Living in an apartment means giving up certain things, such as a degree of privacy and silence. One can choose not to know one’s neighbors, but sights, sounds, and smells reinforce their presence. Sometimes the things our neighbors are doing involve us in their lives, leaving us to make momentous decisions based on judging whether, for instance, the fight downstairs has escalated to the point where we should call the police.

When Eddie and Mitch, two recent college graduates, rented an apartment in San Francisco (1987), the absentee landlord advised them--after they signed the lease--that their next door neighbors were sometimes loud. What the landlord didn’t mention was that the two guys next door, Ray and Peter, had a habit of getting drunk and trading obscenity-laced invective, often into the early morning hours, and usually at the top of their voices. When one of the young men complained about the noise and Ray threatened to kill him, Eddie and Mitch began taping the fights. Thus Shut Up Little Man! was launched.


Independent filmmaker Matthew Bate chronicled the evolution of Ray and Peter’s relationship from the overheard ranting of obnoxious neighbors to pop culture phenomenon in his 2011 documentary Shut Up Little Man! An Audio Adventure. Eddie and Mitch continued to surreptitiously tape the men screaming at each other, then shared the tapes with their friends. Soon, the annoyance went viral in a pre-internet/cell phone kind of way.

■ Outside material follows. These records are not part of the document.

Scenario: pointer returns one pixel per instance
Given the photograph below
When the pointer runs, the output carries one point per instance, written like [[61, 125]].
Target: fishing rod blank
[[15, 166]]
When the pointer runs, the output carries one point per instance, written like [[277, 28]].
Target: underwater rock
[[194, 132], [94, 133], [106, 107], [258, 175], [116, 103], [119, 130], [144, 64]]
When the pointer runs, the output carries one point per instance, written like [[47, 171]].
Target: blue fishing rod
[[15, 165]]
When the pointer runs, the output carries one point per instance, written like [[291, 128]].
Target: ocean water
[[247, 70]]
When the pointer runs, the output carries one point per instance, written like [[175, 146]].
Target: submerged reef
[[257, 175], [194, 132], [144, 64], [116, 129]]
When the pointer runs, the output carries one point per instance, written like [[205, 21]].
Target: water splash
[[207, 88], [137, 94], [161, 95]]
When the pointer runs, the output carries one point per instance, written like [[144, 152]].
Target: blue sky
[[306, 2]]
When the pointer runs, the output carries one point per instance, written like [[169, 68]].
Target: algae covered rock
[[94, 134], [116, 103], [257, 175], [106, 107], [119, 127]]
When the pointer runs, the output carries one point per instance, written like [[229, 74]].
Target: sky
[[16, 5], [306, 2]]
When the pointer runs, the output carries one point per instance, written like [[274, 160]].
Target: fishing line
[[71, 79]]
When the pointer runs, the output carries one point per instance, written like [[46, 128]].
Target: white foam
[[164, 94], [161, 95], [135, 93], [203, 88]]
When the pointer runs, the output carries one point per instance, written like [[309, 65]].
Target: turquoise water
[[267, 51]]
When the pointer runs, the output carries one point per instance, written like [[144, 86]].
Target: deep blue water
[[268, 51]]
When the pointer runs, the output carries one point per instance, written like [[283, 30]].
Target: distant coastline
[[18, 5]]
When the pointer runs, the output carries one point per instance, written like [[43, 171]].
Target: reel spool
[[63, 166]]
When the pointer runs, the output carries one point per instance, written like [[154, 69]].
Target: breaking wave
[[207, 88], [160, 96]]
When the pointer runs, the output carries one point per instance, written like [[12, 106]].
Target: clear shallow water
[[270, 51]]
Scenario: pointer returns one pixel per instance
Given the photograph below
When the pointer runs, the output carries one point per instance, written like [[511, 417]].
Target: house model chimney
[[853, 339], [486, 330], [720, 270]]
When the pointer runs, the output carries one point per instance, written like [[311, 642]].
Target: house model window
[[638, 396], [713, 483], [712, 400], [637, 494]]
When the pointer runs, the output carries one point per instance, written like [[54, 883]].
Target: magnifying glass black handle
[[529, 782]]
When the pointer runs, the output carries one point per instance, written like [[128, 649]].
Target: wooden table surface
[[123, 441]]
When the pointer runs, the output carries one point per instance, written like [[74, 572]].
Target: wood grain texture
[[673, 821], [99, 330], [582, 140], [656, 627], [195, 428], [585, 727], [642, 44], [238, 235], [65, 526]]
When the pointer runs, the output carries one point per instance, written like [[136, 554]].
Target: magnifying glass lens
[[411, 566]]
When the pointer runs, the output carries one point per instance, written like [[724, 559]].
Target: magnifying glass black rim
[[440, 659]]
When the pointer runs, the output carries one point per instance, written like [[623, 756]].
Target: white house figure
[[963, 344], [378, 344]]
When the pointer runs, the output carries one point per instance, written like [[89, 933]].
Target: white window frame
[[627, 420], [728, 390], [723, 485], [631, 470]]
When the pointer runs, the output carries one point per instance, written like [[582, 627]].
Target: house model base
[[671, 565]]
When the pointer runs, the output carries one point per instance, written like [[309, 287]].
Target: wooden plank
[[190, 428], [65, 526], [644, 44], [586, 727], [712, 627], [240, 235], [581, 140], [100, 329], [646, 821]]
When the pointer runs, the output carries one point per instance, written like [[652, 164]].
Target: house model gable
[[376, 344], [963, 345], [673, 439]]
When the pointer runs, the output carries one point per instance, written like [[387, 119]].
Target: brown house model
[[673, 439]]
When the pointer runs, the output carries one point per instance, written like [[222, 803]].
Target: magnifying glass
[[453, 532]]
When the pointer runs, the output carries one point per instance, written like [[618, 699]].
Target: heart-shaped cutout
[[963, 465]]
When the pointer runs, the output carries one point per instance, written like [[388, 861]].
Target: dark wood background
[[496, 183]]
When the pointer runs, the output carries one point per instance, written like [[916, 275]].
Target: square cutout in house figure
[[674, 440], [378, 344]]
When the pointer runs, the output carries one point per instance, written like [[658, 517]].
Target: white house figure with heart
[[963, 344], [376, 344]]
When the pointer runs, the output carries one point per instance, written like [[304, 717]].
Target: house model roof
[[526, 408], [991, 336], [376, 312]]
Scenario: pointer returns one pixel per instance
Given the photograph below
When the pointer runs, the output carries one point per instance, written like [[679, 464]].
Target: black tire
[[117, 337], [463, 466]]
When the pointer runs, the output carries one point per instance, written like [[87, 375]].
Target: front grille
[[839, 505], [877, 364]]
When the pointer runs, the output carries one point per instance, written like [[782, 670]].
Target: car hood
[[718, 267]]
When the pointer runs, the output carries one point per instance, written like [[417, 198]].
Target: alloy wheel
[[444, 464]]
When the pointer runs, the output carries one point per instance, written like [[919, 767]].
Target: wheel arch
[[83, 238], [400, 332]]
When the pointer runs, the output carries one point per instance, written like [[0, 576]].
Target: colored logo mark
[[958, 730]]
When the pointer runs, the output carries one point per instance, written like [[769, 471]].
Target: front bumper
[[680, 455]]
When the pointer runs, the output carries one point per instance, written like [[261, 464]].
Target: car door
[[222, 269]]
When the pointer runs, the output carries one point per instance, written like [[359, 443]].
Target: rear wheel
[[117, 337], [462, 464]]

Soon there were comic books, take-offs, a play, songs, a CD, and several parties competing to be the first to make a movie about Ray and Peter. Politics, backstabbing, and lost friendships followed. The recordings are funny and have a host of fans, but when we meet an older Peter and a third party--Tony, a man who sometimes stayed with Peter and Ray--the sadness of those involved outweighs the humor.

Shut Up Little Man! An Audio Adventure does what good documentaries should; it makes us examine our own attitudes and feelings. While we can laugh at the name-calling and drunkenness, it’s not all that amusing when you put human faces to it. In telling the story of the two pairs of men (Eddie and Mitchell, and Peter and Ray), Matthew Bate also questions the ethics of audio verité, secretly recording the conversations of others as “art,” offering it for the audience’s consideration.

Shut Up Little Man! An Audio Adventure is presented by Tribeca Film in partnership with American Express. It will be available January 24, 2012, on digital and DVD.